With VR, finding and purchasing new homes can change from the tedious drive-around-town and look-for-houses pain into a sit-in-your-living-room and explore-the-house experience. Imagine being able to stroll around a home and look into every nook and cranny without having to go there.
This can be made possible with VR. VR Global, a New York based company, is creating virtual walkthroughs of homes in order to give potential buyers the option to visit the houses remotely. So buyers will literally be able to look at properties in New York while sitting at dinner in France.
Sotheby’s International Realty is another firm that is leading a similar effort, using VR to present and sell multimillion dollar homes in Los Angeles, Hamptons and New York. A realtor can lead a tour remotely and even see where the client is looking.
The industry has a long way to go yet. There’s still a lot of skepticism, the costs for creating the video are high, and I’m not sure buyers who don’t have a headset yet will go and buy one for the sole purpose of viewing a house they aren’t guaranteed to buy. But as VR becomes more mainstream, expect real estate VR to gain traction as well.
The potential of VR in the healthcare industry is open-ended and after years of anticipation, scientists and medical professionals finally have the tools at their disposal to train, diagnose and treat in completely new ways.
In terms of treatment and therapy, VR can help in the process of exposure therapy, where patients with diseases such as fear of flying and claustrophobia are faced with their fears in a controlled environment and are helped to gradually develop coping strategies and overcome those fears.
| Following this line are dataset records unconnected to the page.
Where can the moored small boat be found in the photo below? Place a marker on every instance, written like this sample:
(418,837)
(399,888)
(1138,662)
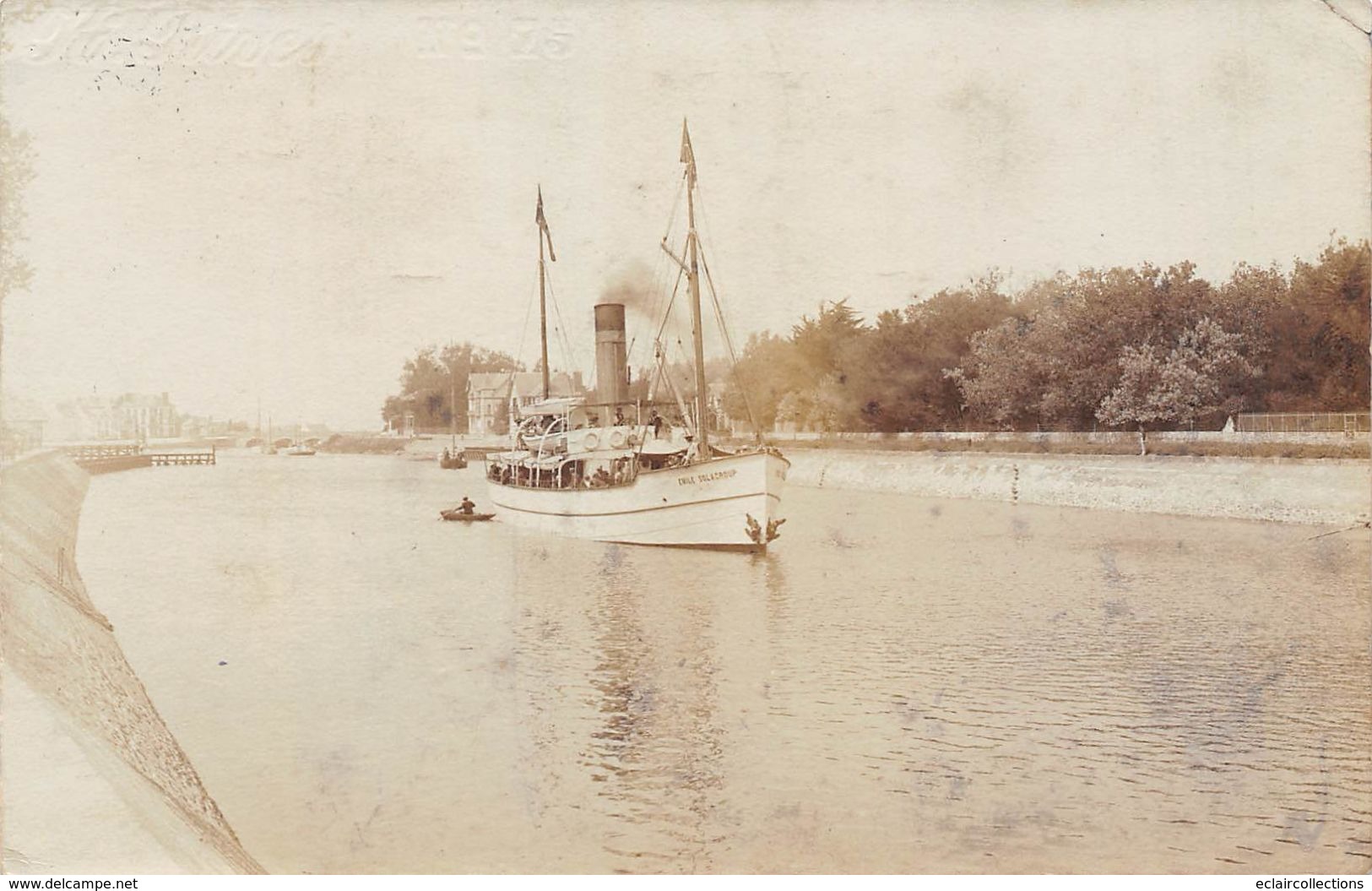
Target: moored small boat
(456,515)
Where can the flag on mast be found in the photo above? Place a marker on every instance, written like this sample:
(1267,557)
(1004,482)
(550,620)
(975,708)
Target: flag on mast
(542,225)
(687,155)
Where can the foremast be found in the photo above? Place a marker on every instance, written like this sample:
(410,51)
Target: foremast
(693,283)
(544,235)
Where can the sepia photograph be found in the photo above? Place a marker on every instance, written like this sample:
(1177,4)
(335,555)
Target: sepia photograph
(713,438)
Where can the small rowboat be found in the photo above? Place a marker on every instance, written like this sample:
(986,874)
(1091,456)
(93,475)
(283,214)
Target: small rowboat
(453,513)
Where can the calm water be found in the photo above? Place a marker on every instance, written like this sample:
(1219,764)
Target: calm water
(903,684)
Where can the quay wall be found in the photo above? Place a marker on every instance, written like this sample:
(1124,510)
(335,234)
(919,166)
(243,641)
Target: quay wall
(79,726)
(1335,492)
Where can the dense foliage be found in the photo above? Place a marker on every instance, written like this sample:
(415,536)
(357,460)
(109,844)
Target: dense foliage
(1142,348)
(434,384)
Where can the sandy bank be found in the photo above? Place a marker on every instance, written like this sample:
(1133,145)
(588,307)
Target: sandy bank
(84,746)
(1286,491)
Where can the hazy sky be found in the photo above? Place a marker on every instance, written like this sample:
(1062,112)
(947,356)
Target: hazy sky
(252,202)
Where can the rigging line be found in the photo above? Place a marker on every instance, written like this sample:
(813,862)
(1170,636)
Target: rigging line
(667,315)
(722,318)
(523,334)
(660,279)
(733,355)
(568,355)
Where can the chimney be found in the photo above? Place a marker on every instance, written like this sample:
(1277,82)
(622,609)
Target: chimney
(610,355)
This has already been tested by the University of Louisville with success.
The medium is also being used to treat soldiers with post-traumatic stress disorder (PTSD). The controlled environment provided by VR gear helps patients learn to deal with situations that would otherwise lead to destructive behavior.
Training is a field where medicine can most benefit from virtual reality. Surgeons can now train in a simulated environment that rivals the real thing without causing risks to patients. Stanford University has developed a VR surgery simulator that provides haptic feedback for those doing the training.
This is just the beginning
These are just some of the industries where VR is bringing about change. We’re still at the dawn of a new age of computing. VR and its sister technologies, Augmented Reality and Mixed Reality will surely continue to cause disruptive changes in our lives in the years to come.
So brace yourself and get prepared for the exciting surprises that lie ahead.